In September, President Joseph Kasavubu dismissed Lumumba from government, something he ignored. Soon after, a military coup led by Congolese Colonel Joseph Mobutu (later known as dictator Mobutu Sese Seko) fully removed him from power. Lumumba was placed under house arrest, from which he escaped, only to be captured by Mobutu’s forces in December.

On January 17, 1961, Lumumba and two associates, Joseph Okito and Maurice Mpolo, were then taken to Katanga by plane – soldiers beat and tortured them on the flight and at their destination.

Later that day, all three were executed by a Katangan firing squad, under Belgian supervision. Their bodies were at first thrown into shallow graves, but later dug up, hacked into pieces, and the remains dissolved in acid.

In the end, only one tooth of Lumumba’s remained, which was stolen by a Belgian policeman and only returned to Lumumba’s relatives in 2022.

In the years since the killing, Belgium has acknowledged that it was “morally responsible for circumstances leading to the death”. Meanwhile, information has also come to light exposing the US CIA’s involvement in a plot to kill Lumumba.

A ‘big mistake’?

At his home in Goma, Lukombola recounted all the “firsts” he’s lived through during his country’s complicated history, including taking part in the first municipal election of 1957 – in which he voted for Lumumba’s Congolese National Movement (MNC) party “because I was convinced it had a great vision for our country. It was out of a sense of pride,” he said.

He recounted being around during the riots of January 4, 1959; the proclamation of the Congo’s independence on June 30, 1960; the secession of Katanga and South Kasai between July and August 1960; and the joys of Zaire’s economic and political pinnacle in the mid-1960s.

Having lived through the reign of all five Congolese presidents, Lukombola understands the “enigma” that is the DRC and has seen how much it can change.

His only regret, he said, is that many historic events occurred after Lumumba had passed on. “If he were alive, he would restore us to glory and greatness.”

However, not everyone looks at Lumumba’s legacy with such awe and kindness.

Grace Bahati, a 45-year-old father of five, believes Lumumba is at the root of some of the misfortunes that have befallen the DRC and that the country continues to grapple with.

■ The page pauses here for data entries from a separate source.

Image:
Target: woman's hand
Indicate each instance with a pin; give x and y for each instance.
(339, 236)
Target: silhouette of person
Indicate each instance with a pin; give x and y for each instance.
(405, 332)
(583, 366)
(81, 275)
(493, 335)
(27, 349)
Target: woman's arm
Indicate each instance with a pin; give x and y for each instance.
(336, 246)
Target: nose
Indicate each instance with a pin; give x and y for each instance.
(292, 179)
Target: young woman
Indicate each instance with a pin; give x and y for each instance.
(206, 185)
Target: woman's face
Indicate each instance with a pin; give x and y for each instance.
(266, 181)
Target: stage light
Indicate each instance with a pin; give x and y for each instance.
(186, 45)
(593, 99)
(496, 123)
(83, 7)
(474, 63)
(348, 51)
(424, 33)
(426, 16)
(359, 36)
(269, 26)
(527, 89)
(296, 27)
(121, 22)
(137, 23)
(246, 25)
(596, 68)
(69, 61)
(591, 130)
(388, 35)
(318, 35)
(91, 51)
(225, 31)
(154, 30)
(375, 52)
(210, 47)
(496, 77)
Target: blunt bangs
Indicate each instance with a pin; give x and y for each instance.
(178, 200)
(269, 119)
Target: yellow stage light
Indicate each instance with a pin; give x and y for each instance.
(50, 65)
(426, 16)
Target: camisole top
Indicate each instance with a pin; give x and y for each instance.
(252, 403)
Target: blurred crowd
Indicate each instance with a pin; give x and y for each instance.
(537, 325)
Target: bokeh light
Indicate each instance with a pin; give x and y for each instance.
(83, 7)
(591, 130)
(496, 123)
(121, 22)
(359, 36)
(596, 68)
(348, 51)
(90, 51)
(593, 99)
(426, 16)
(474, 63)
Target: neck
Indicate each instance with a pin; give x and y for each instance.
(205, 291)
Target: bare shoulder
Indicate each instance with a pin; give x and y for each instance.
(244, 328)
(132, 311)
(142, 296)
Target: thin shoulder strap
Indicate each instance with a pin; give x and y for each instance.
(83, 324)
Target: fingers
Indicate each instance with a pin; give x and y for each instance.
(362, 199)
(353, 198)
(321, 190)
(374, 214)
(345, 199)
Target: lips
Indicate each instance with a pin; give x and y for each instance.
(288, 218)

According to him, the first prime minister was too quick in wanting immediate independence for the Congo, while the country lacked sufficient intelligentsia to be able to lead it after the departure of the Belgians.

“Lumumba was in a hurry to ask for independence. I found that many of our leaders were not prepared to lead this country, and that’s unfortunate,” Bahati told Al Jazeera. “In my opinion, it was a big mistake on Lumumba’s part.”